The below cells perform categorical classification

In [None]:
if type_svm == 'binary':
    # Perform the support vector classification
    from nilearn.input_data import NiftiMasker
    from sklearn.svm import SVC
    from sklearn.feature_selection import f_classif, SelectPercentile
    from sklearn.pipeline import Pipeline

    # Set up the support vector classifier
    svc = SVC(kernel='linear')
    masker = NiftiMasker(mask_img=gm_mask,standardize=True, 
                         memory='nilearn_cache', memory_level=1)
    
    # Select the features contributing to the model
    feature_selection = SelectPercentile(f_classif, percentile=5) #0.05/228453 voxels
    fs_svc = Pipeline([('feat_select', feature_selection), ('svc', svc)])

    # Run the classifier
    X = masker.fit_transform(bold_feature_data)
    X = X[mask]
    maskedlabels=labels[mask]
    fs_svc.fit(X, maskedlabels)
    
    # Obtain prediction values via cross validation
    from sklearn.model_selection import cross_validate, LeaveOneGroupOut, cross_val_predict

    loso = LeaveOneGroupOut()
    cv_scores = cross_validate(fs_svc, X, y=maskedlabels, n_jobs=10, return_train_score=True,
                               groups=conditions['subject'][mask], cv=loso, scoring='accuracy')
    y_pred = cross_val_predict(fs_svc, X, y=maskedlabels, n_jobs=10,
                               groups=conditions['subject'][mask], cv=loso)
    
    ## Save the SVM weights to a nifti
    coef = svc.coef_
    coef = feature_selection.inverse_transform(coef)
    weight_img = masker.inverse_transform(coef)
    weight_img.to_filename(output_dir + '/svmweights_'+ analysis +'.nii.gz')
    
    ## Calculate performance metrics
    from sklearn.metrics import recall_score, precision_score
    
    classification_accuracy = cv_scores['test_score'].mean()
    chance = 1. / len(labels.unique())
    print("Classification accuracy: %.4f / Chance level: %f" % 
          (classification_accuracy, chance))
    
    for label in maskedlabels.unique():
        sensitivity = recall_score(maskedlabels,y_pred,labels=[label],average='weighted')
        precision = precision_score(maskedlabels,y_pred,labels=[label],average='weighted')
        
        results_file.write("%s: classification accuracy: %.4f \n chance level: %f \n sensitivity: %f \n precision: %f \n" % 
        (label, classification_accuracy, chance, sensitivity, precision))
    
    # compute and display a confusion matrix
    from sklearn.metrics import confusion_matrix
    from numpy import set_printoptions
    import itertools
    import matplotlib.pyplot as plt

    cnf_matrix = confusion_matrix(maskedlabels, y_pred)
    set_printoptions(precision=2)
    classes = maskedlabels.unique()

    def plot_confusion_matrix(cm, classes):
        from numpy import arange
        plt.imshow(cm, interpolation='nearest', cmap=plt.cm.Blues)
        plt.title('Confusion matrix')
        plt.colorbar()
        tick_marks = arange(len(classes))
        plt.xticks(tick_marks, classes, rotation=45, size=16)
        plt.yticks(tick_marks, classes, size=16)

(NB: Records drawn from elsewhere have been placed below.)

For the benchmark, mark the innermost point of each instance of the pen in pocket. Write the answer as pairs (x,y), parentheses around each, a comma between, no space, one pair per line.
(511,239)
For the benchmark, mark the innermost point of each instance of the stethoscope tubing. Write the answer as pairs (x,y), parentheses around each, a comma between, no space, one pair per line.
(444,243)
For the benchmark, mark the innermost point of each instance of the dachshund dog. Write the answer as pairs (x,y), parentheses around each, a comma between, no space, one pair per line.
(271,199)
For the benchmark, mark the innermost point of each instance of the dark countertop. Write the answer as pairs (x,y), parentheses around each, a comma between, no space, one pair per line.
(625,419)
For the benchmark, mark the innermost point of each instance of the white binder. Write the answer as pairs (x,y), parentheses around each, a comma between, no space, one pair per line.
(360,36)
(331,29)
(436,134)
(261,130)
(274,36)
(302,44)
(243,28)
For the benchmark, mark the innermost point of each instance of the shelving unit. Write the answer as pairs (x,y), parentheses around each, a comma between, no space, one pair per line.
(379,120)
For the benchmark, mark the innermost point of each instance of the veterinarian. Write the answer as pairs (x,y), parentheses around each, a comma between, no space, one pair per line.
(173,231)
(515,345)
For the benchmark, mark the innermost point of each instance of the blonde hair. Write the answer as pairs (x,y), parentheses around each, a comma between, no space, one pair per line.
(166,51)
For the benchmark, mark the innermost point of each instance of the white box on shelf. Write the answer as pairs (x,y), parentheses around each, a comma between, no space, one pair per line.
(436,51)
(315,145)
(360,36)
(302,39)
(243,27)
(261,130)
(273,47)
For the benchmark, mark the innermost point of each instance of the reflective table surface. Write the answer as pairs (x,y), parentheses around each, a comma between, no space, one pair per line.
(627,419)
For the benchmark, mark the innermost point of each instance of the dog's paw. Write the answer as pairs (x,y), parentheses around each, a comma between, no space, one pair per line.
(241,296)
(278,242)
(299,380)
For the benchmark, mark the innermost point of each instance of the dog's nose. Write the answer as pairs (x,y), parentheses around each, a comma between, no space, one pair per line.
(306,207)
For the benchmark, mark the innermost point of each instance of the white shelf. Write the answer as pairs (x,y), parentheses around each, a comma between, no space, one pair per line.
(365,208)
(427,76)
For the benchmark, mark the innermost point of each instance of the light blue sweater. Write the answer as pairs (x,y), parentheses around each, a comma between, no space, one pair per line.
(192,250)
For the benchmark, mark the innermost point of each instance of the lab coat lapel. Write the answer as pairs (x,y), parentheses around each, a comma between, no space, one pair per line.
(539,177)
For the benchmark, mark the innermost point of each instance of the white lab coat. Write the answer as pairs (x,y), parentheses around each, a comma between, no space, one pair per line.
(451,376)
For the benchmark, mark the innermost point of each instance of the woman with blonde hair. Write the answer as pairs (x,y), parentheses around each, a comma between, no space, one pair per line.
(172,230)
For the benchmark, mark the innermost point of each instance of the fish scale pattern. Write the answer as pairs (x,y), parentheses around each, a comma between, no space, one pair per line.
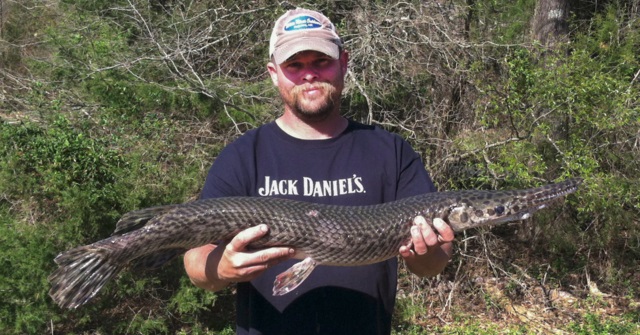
(329,234)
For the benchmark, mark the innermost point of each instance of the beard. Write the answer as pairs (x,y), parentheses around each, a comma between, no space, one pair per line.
(315,109)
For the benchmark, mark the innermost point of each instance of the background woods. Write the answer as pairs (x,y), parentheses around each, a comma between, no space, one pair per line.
(110,106)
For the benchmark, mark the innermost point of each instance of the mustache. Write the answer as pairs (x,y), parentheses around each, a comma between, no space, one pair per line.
(326,87)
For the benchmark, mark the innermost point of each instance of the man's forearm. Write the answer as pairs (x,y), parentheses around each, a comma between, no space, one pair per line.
(431,263)
(201,267)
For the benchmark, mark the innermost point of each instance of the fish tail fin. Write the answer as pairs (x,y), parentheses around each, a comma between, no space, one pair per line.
(81,274)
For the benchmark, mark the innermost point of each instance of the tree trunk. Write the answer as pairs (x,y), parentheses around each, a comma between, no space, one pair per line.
(549,25)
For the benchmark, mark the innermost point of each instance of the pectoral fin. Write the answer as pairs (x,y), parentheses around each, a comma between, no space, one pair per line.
(293,277)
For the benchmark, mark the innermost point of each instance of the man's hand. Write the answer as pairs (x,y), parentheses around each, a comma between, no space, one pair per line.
(430,247)
(214,267)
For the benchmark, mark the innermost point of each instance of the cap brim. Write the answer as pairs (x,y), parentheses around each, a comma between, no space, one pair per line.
(323,45)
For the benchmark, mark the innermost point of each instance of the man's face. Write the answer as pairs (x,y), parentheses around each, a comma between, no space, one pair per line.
(310,83)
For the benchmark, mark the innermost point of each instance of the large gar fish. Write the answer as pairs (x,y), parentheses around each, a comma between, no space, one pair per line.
(320,234)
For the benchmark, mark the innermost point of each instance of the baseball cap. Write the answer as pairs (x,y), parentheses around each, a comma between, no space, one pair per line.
(300,30)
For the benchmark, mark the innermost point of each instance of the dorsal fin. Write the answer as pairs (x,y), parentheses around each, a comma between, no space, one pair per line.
(137,219)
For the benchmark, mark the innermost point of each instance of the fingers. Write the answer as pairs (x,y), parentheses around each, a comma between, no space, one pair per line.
(239,264)
(245,237)
(426,235)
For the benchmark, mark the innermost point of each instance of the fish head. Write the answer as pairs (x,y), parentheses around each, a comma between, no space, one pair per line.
(480,208)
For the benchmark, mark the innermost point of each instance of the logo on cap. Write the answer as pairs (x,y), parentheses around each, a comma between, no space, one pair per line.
(302,23)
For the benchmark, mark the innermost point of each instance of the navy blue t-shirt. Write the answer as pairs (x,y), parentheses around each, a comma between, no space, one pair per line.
(365,165)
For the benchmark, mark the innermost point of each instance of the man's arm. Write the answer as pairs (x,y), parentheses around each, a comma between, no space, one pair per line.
(213,268)
(429,250)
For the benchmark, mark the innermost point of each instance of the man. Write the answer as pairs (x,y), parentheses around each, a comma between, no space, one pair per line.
(314,154)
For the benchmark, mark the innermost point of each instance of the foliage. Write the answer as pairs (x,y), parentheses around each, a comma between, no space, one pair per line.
(110,106)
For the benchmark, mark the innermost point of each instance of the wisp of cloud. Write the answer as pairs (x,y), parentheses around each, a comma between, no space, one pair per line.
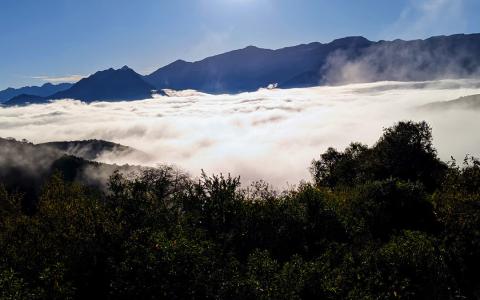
(268,134)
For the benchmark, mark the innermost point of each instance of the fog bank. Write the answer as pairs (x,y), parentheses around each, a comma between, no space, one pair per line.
(268,134)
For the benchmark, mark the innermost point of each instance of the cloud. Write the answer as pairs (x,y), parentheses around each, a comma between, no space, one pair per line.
(60,79)
(422,18)
(268,134)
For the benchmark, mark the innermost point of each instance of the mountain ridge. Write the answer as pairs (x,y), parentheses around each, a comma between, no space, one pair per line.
(344,60)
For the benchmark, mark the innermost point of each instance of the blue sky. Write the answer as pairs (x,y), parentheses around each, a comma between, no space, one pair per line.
(57,40)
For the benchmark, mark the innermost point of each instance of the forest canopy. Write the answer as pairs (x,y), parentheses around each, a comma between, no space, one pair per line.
(390,221)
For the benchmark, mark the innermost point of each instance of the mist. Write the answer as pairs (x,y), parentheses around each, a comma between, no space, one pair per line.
(268,134)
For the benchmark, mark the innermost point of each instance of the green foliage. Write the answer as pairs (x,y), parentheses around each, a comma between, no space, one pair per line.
(387,222)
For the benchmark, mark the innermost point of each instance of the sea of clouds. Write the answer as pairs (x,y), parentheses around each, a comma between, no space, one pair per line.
(268,134)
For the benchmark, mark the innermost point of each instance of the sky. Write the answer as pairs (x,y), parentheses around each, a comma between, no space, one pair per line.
(268,134)
(62,40)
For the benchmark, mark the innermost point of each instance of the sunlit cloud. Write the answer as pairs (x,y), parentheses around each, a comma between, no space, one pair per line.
(268,134)
(68,78)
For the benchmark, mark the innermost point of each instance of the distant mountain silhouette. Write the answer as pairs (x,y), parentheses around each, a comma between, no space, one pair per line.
(248,69)
(345,60)
(108,85)
(45,90)
(92,149)
(350,59)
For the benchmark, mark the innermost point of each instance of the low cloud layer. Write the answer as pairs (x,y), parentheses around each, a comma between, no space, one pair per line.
(269,134)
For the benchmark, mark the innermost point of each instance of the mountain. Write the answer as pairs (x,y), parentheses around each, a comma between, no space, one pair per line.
(108,85)
(471,102)
(92,149)
(25,166)
(42,91)
(250,68)
(346,60)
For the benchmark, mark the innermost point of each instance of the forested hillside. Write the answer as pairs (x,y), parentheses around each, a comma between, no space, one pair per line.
(390,221)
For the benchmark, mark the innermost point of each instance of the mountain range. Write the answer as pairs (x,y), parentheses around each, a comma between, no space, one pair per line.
(345,60)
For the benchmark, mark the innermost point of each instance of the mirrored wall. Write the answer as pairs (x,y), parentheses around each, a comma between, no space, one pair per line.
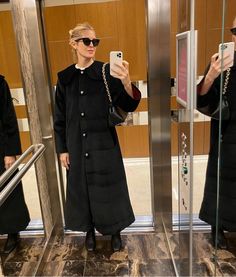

        thresh = cm.max() / 2.
        for i, j in itertools.product(range(cm.shape[0]), range(cm.shape[1])):
            plt.text(j, i, format(cm[i, j],  'd'),
                     horizontalalignment='center',
                     color='white' if cm[i, j] > thresh else 'black', size=16)

        plt.tight_layout()
        plt.ylabel('True label', size=16)
        plt.xlabel('Predicted label', size=16)

    plot_confusion_matrix(cnf_matrix, classes)
    plt.savefig(output_dir + '/confusion_matrix_' + analysis + '.svg', transparent=True)
    plt.close()
    
    results_file.close()

### Perform permutation testing to get a p-value for the classifier

In [None]:
'''
N.B.: in order to use the below function (permutation_test_score) for this particular analysis, 
I added the following code to the _shuffle function (starts on line 966 of sklearn/model_selection/_validation.py) code:

     elif permute_groups==True:
        indices = np.arange(len(groups))
        indices = random_state.permutation(indices)

and I added an argument to the permutation_test_score function (permute_groups=True) that is passed to the _shuffle function. 
This enables groups to be used for cross validation, but ignores groups for permutation. This is useful if you have multiple
features per subject with the same label and you are using grouping to denote a whole subject for LOSO cross validation.
'''

In [None]:
from sklearn.model_selection import permutation_test_score
import matplotlib.pyplot as plt
from numpy import savetxt

results_file = open(output_dir + '/permut_results_' + analysis + '_final.txt','w')

if type_svm == 'binary':
    # Perform permutation testing to get a p-value
    score, permutation_scores, pvalue = permutation_test_score(fs_svc, X, maskedlabels, scoring='accuracy', 
                                                               cv=loso, n_permutations=500, n_jobs=10, 
                                                               groups=conditions['subject'][mask], permute_groups=True)
    savetxt(output_dir + '/permutation_scores_' + analysis + '.txt', permutation_scores)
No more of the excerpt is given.